Patients with Clostridium difficile infection

  1. Fecal Microbiota Transplant (FMT) for C. difficile in the COVID-19 era:
  1. The FDA has issued an alert recommending that stool used for FMT should have been donated prior to December 1, 2019 but does not prohibit FMT if deemed necessary (FDA Safety Alert).
  2. We currently recommend holding the use of FMT until further donor screening protocols as well as endoscopic safety and logistic considerations are in place for COVID-19.

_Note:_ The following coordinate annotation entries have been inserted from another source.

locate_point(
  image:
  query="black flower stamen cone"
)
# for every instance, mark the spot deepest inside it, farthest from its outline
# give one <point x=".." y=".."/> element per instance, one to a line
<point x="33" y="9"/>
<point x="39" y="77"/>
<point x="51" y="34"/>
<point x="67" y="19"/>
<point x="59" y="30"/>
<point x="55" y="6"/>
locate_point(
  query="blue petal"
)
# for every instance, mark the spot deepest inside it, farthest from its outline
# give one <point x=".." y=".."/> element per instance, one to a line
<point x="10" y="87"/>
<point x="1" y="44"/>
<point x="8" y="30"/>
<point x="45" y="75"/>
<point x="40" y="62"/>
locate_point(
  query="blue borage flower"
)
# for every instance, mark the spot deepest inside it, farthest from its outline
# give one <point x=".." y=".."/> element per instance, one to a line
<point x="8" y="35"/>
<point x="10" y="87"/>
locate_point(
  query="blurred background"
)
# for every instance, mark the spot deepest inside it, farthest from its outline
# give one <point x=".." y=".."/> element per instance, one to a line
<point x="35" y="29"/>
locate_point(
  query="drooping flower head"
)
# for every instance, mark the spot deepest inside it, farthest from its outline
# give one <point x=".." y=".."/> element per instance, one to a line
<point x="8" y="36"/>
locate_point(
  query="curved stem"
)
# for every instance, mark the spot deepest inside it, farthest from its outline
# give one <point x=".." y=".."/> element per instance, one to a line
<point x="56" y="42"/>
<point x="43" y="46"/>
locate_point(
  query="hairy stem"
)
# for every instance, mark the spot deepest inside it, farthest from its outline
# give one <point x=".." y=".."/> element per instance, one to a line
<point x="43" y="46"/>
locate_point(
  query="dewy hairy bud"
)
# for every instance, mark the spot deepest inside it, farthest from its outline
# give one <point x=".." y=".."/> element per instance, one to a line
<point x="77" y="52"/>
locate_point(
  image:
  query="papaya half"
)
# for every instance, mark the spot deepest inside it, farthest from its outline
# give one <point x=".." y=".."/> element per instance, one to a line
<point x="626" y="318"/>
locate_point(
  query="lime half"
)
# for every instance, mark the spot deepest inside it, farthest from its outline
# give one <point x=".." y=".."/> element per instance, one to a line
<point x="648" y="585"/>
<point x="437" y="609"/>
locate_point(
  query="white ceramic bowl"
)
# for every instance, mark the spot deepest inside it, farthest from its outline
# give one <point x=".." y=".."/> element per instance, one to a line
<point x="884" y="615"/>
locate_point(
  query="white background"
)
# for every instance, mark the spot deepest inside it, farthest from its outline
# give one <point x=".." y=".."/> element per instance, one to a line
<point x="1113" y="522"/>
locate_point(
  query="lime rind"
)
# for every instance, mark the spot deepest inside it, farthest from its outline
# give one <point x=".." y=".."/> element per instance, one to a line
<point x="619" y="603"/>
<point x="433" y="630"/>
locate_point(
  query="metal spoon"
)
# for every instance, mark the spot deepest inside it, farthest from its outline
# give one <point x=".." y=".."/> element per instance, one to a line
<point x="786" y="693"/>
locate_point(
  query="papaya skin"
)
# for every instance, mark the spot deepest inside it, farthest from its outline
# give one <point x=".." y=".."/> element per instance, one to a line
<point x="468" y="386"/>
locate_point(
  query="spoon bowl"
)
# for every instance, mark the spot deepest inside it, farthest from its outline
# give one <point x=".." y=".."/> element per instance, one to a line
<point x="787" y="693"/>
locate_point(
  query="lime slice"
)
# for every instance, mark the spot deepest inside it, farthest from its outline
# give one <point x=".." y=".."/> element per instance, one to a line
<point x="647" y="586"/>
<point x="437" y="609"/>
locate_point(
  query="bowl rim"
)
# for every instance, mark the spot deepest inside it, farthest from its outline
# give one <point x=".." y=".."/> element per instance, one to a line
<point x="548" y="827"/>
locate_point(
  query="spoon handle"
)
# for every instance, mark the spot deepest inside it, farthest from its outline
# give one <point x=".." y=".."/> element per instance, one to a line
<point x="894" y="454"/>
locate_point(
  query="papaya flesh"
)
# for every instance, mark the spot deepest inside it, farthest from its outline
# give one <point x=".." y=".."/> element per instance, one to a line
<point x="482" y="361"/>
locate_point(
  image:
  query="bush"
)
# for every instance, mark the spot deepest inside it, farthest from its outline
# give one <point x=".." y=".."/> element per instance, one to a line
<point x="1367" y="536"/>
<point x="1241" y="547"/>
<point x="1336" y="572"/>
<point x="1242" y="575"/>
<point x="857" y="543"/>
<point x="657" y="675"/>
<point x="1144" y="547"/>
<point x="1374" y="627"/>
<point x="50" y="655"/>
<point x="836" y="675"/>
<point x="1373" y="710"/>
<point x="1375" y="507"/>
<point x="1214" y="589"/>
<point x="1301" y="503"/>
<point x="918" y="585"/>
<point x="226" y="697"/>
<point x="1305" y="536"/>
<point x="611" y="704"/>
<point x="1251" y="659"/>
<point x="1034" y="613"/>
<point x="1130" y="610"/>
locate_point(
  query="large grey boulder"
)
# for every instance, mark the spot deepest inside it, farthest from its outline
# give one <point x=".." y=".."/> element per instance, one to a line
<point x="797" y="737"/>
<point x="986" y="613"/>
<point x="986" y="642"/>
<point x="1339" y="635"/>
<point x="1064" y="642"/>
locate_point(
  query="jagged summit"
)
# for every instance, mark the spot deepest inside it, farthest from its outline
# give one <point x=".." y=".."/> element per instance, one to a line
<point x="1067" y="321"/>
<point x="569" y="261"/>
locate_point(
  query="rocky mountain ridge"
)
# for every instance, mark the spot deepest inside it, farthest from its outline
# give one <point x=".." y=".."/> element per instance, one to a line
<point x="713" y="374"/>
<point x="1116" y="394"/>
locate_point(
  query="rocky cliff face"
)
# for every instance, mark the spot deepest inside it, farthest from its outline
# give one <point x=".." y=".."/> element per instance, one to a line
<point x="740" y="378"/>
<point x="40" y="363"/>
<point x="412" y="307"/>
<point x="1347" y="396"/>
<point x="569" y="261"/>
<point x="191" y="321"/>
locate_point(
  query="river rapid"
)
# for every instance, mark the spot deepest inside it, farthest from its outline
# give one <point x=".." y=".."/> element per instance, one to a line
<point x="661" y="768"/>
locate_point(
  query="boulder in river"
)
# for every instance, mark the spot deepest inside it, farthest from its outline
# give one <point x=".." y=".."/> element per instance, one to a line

Patients requiring endoscopic procedures

  1. Safety during endoscopic procedures:
  1. Both upper and lower endoscopy are considered aerosolizing procedures.
  2. Data on the efficacy of PPE during endoscopy has been reassuring thus far (Repici et al, Gastroenterology, 2020).
  1. Timing of endoscopic procedures:
  1. Recommendations for the timing of endoscopic procedures and PPE use during endoscopy are as follows:
  1. Guidance from the US GI societies (AGA, ACG, ASGE, AASLD) can be found here:
  1. Joint GI Society, Clinical Insights for Gastroenterologists, March 2020.
  2. Joint GI Society, Guidance on Endoscopic Procedures, March 2020.
  3. Joint GI Society Statement, Statement on the Use of PPE in Endoscopy, April 2020.
  1. Guidance from the European Society of Gastroenterology and Endoscopy Nurses and Associates can be found here:
  1. ESGE / ESGENA, Position Statement on Endoscopy, April 2020.
  1. A comparison of guidance from endoscopic societies worldwide, including Wuhan, Hong Kong, Australia, Canada, US, UK, and European societies, can be found here: Lui et al, JGH, 2020.
  1. Consult GI / hepatology for questions about decisions to proceed with or defer endoscopic procedures during the pandemic.